“Conquer the angry one by not getting angry; conquer the wicked by goodness; conquer the stingy by generosity, and the liar by speaking the truth.” (Gautama Buddha)
It’s summer. I should be thinking about when blueberries will be ready for picking, peach ice cream, or the perfect beach read. Instead, I’m pondering the difference between malice and evil, and what tips the scales from being unkind or unpleasant to being cruel, immoral, or criminal. Does someone who does rotten things have a line they will not cross? At what point do they say, “This far and no further”? And where does hate fit into all of this? Clearly, this is not a week for sunny, summer chirpiness.
Sometimes, I find myself wondering if I am impossibly deluded to believe in the power of kindness. In my heart, I know I am not, but sometimes, you gotta wonder…
Proust said “Unkind people imagine themselves to be inflicting pain on someone equally unkind.” The more I think about that quote, the more profound it seems.
I am often mystified to read or hear about deliberate and premeditated unkindness. What motivates people to act that way, and what do they tell themselves to justify their behavior?
I know that people can often act unkindly out of reflex—a response to embarrassment, or a fear of rejection.
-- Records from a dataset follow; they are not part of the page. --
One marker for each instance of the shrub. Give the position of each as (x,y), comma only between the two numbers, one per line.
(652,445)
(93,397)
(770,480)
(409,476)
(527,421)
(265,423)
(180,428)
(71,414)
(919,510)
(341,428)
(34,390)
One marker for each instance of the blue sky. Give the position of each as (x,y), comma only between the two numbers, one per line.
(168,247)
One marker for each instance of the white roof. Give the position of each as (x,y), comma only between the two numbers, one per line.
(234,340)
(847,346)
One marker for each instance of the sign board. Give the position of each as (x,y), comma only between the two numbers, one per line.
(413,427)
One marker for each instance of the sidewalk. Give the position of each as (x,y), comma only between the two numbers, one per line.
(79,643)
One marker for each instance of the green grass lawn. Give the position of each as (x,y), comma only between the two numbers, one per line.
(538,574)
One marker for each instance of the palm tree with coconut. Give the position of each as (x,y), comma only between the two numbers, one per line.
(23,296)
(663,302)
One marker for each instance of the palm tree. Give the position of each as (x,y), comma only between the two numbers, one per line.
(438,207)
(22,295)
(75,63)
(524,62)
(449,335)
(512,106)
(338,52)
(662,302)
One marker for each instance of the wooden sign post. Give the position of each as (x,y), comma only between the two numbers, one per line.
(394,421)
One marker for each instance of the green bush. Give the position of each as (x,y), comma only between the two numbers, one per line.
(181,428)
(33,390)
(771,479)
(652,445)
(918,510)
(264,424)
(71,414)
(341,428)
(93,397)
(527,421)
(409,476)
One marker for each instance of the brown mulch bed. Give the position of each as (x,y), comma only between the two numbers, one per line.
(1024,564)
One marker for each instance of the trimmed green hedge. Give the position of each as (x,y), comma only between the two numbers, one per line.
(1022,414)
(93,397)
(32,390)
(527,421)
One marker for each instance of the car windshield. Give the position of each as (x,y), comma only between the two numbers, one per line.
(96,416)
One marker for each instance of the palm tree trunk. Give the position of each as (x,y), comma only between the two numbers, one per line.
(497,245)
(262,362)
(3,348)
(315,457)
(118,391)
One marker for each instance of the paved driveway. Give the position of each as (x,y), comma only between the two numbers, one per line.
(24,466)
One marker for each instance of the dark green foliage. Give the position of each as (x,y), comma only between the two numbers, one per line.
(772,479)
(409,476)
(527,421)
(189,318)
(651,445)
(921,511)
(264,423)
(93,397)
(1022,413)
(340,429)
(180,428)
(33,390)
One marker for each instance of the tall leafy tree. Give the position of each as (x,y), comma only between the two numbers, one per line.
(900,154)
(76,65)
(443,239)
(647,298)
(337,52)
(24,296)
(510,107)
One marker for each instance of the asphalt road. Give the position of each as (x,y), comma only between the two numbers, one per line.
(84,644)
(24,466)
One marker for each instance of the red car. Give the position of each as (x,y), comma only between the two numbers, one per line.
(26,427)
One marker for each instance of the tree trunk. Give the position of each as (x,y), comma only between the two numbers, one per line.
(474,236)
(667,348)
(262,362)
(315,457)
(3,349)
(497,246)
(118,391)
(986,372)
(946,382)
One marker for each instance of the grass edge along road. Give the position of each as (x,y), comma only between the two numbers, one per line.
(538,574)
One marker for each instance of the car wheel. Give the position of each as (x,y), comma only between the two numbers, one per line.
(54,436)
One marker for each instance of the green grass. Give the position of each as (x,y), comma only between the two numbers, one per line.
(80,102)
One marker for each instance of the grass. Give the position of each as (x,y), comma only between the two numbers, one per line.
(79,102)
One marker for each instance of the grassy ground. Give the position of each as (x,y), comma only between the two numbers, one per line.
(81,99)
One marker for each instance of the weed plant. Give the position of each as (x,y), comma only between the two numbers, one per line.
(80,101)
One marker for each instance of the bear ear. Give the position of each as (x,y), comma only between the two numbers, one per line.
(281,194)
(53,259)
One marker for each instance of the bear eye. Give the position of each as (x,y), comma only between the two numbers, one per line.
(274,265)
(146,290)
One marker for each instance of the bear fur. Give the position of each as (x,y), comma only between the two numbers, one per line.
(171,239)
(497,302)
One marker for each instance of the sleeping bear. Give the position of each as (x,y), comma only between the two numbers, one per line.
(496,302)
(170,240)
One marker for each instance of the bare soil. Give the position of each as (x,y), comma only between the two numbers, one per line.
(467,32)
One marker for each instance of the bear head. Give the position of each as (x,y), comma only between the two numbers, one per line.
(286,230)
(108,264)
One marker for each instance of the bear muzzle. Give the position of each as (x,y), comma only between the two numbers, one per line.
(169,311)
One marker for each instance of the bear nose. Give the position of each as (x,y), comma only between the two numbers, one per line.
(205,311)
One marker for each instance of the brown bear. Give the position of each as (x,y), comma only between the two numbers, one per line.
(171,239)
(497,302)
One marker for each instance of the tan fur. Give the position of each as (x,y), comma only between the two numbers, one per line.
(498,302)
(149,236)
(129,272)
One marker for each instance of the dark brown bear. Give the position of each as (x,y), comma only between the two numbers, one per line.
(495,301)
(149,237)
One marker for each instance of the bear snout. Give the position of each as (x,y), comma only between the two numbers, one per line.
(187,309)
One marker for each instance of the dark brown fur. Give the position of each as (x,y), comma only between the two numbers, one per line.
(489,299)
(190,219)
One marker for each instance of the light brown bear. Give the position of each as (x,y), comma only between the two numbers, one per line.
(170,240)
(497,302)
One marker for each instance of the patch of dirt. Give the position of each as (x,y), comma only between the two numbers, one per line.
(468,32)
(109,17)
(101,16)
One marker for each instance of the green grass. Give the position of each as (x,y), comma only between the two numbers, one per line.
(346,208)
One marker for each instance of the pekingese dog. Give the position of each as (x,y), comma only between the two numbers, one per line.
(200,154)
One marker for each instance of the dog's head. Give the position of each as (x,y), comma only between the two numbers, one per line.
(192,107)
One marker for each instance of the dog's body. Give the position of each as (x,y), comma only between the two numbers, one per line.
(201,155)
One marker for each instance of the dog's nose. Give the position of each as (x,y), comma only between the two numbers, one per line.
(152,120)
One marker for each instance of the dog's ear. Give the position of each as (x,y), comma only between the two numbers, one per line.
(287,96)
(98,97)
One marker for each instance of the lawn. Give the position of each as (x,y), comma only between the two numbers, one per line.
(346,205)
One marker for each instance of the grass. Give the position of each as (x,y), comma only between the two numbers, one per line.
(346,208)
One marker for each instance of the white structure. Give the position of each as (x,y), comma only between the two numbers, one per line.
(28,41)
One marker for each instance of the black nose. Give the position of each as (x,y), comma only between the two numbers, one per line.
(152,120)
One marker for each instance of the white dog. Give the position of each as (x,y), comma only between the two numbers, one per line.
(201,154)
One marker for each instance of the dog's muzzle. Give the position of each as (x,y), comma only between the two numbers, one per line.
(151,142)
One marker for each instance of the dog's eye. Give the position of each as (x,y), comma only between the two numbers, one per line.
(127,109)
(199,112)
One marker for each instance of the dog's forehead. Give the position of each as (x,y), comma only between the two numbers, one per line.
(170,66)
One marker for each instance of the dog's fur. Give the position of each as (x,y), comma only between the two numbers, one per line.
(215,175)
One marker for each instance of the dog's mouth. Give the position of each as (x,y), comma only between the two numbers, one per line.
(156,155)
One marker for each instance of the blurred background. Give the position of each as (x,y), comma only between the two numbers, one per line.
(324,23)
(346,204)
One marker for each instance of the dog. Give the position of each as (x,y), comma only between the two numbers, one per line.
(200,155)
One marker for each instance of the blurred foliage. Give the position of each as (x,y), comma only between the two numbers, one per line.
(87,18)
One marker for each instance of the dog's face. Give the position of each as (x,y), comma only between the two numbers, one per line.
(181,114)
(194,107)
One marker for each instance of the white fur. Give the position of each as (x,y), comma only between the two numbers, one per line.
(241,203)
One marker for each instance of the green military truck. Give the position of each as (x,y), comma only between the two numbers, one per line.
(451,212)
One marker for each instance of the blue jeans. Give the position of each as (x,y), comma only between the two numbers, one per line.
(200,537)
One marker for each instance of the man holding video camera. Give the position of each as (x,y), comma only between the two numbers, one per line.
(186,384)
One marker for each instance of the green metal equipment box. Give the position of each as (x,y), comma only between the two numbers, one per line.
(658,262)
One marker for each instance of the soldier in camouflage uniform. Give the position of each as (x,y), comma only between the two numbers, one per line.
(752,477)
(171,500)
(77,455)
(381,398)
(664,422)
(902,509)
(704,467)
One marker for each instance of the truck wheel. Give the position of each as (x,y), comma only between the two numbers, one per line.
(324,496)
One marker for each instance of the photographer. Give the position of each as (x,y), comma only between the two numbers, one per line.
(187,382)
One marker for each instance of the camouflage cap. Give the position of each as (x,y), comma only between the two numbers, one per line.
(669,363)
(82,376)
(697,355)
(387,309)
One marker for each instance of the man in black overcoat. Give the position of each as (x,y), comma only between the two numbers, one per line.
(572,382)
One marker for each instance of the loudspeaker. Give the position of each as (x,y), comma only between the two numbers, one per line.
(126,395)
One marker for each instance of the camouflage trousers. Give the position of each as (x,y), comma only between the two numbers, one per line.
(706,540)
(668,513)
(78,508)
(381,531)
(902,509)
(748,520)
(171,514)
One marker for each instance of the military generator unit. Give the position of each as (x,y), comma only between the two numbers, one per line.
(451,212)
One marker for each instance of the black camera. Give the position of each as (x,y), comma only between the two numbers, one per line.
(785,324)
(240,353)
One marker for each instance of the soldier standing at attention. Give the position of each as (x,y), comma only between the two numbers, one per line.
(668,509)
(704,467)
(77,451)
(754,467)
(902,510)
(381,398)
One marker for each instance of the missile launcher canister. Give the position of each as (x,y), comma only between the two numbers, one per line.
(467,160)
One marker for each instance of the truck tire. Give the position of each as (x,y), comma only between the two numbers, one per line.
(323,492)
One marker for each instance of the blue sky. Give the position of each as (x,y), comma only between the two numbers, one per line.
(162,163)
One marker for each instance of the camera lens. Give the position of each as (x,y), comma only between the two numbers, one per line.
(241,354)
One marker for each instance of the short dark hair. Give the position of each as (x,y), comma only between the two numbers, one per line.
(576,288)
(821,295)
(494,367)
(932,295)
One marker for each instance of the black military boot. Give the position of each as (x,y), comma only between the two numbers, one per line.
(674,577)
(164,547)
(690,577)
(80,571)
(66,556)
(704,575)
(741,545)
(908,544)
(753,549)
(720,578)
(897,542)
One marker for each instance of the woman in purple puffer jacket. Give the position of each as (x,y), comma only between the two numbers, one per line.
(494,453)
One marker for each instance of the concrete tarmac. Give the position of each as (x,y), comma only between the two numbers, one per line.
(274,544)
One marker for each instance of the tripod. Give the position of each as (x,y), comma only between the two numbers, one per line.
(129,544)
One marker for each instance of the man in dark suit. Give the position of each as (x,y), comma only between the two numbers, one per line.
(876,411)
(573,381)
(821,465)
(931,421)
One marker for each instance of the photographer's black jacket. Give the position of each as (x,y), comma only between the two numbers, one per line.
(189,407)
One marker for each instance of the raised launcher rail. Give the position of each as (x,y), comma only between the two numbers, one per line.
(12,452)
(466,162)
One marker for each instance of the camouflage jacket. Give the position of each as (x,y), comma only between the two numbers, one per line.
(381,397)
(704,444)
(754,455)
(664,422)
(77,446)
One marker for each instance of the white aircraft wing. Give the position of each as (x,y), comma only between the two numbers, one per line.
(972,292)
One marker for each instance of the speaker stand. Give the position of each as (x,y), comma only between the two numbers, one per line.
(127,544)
And sometimes it’s because they are oblivious to the situation or the other person’s feelings, or perhaps their action is governed by a sense of entitlement (I deserve this and you’d better not get in my way!).
But it doesn’t seem that those conditions fully explain calculated and intentional unkindness. I want to believe that kindness is stronger that unkindness, and that kindness will (eventually) counter meanness or cruelty. But then I answer the phone and again I wonder…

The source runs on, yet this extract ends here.